Results and Discussion 

Overall similarity to reading and lecture. The AMC similarity measure, which relies on 
syntactic as well as lexical similarity, produced somewhat different results from simpler bag-of- 
word or //-gram measures. In particular, we found a difference in behavior between native and 
non-native speakers: Non-native speakers showed increased structural similarity to the lecture 
with increasing scores, but native speakers did not. 

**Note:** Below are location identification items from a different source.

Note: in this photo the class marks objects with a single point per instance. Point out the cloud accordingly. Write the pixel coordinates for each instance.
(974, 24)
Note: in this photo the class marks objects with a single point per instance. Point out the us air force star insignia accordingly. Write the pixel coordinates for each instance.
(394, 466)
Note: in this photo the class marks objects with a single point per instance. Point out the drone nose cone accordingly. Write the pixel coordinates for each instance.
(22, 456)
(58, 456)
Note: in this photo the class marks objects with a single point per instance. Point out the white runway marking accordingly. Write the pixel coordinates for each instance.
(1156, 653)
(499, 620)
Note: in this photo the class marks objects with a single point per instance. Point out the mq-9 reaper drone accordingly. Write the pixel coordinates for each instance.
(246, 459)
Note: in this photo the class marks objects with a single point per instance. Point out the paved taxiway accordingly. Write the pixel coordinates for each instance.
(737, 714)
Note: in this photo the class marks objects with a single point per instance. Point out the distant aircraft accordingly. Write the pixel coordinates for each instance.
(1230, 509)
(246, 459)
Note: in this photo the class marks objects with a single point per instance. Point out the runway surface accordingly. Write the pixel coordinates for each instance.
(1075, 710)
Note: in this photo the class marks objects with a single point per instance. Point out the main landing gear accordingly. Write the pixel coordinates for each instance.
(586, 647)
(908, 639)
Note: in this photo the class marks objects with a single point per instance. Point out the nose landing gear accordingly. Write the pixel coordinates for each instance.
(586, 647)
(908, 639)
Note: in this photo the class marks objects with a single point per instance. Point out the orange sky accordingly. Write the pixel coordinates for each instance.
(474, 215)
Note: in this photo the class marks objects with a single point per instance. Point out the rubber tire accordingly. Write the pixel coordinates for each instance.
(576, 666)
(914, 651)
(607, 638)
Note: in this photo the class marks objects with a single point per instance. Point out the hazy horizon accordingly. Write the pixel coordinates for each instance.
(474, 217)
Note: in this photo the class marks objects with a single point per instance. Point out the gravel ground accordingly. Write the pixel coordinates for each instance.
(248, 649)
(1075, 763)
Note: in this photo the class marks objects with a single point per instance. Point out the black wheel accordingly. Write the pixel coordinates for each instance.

However, the AMC similarity measures did not predict overall score well. The AMC 
similarity between the reading and the student response accounted for 18% of the variance; the 
AMC similarity between the lecture and the student response accounted for 27% of the variance, 
slightly less than the difference between the AMC cosines for reading and lecture. This relatively 
low level of agreement may be due to the fact that the tuple features made use of only a small 
portion of the structure of each passage (essentially, only words occupying the subject, object, 
and verb positions in each clause). Despite this relatively low performance, a significant group 
trend was apparent. 

For non-native speakers, the trend of increased AMC between the essay and the lecture 
was significant (F— 10.9). On the other hand, no significant increase in AMC was found 
between non-native essays and the reading (F = 3.4). Overall, for non-native speakers the mean 
AMC was higher for the reading than for the lecture (. 114 versus .08). 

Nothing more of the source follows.